But yesterday I was talking to Peter and I told him what my very first thought was when I heard Em most likely had DS. I keep saying "most likely" because we declined the amnio that would tell us for sure. One thing I promised myself is that when writing these posts I would be honest, whether it was flattering or not. How can you help someone if you paint a false picture of yourself. And truth be known, I wasn't jumping up and down with joy when we first heard the words dS.
Any way and this may sound goofy or selfish , and you're probably right, but my first thought was " Oh my goodness, she won't have pretty eyes like the rest of our children". My thoughts back then were that people with DS were defined by their eyes. You could tell if someone has ds from their eyes. I was all wrapped up in a "look". One that my baby was going to have and one that she wasn't going to have.

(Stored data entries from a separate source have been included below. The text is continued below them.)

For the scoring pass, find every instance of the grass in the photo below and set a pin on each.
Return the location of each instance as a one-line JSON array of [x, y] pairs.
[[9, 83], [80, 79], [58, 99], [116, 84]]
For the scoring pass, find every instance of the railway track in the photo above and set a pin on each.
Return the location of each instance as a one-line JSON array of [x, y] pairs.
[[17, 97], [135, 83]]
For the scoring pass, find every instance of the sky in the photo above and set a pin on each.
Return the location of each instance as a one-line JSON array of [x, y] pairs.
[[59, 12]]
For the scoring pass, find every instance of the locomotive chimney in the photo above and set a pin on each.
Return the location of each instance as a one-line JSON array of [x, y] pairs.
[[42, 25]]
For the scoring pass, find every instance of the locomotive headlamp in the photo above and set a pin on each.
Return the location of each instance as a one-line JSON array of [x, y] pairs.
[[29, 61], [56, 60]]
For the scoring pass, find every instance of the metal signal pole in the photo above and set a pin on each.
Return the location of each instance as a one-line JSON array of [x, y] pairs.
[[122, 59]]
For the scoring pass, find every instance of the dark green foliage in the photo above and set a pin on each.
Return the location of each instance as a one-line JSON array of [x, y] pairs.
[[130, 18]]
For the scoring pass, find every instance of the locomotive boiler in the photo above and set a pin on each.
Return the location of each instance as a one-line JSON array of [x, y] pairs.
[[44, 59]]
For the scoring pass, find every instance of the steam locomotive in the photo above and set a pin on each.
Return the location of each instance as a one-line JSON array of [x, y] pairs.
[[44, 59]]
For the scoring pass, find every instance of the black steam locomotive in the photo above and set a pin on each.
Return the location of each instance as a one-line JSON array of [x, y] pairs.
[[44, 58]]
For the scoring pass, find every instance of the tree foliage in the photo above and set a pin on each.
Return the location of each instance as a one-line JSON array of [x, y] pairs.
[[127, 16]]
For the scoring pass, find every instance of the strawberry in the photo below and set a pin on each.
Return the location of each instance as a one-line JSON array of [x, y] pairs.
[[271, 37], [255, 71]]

Again, God was listening. And in His loving and caring way, put me in my place yet again. Emilia is baby number six. All of our kids do have beautiful eyes. All lovely shades of brown, topaz and even a little green(Bella). but the fairest of them all is EMILIA! When she was born the first place I looked were into her eyes. They screamed DS, and they were the most beautiful eyes I ever saw. Not because they were blue (I couldn't tell at that moment what color they were) but because they were mine. God just threw the blue in there for kicks.
What I'm getting at here is , if you are struggling with a pregnancy, or you think you thoughts are crazy, they're not. I want my honesty to comfort someone. If you read this and say,"wow, I thought only I had thoughts like that", then great! You know you're not alone.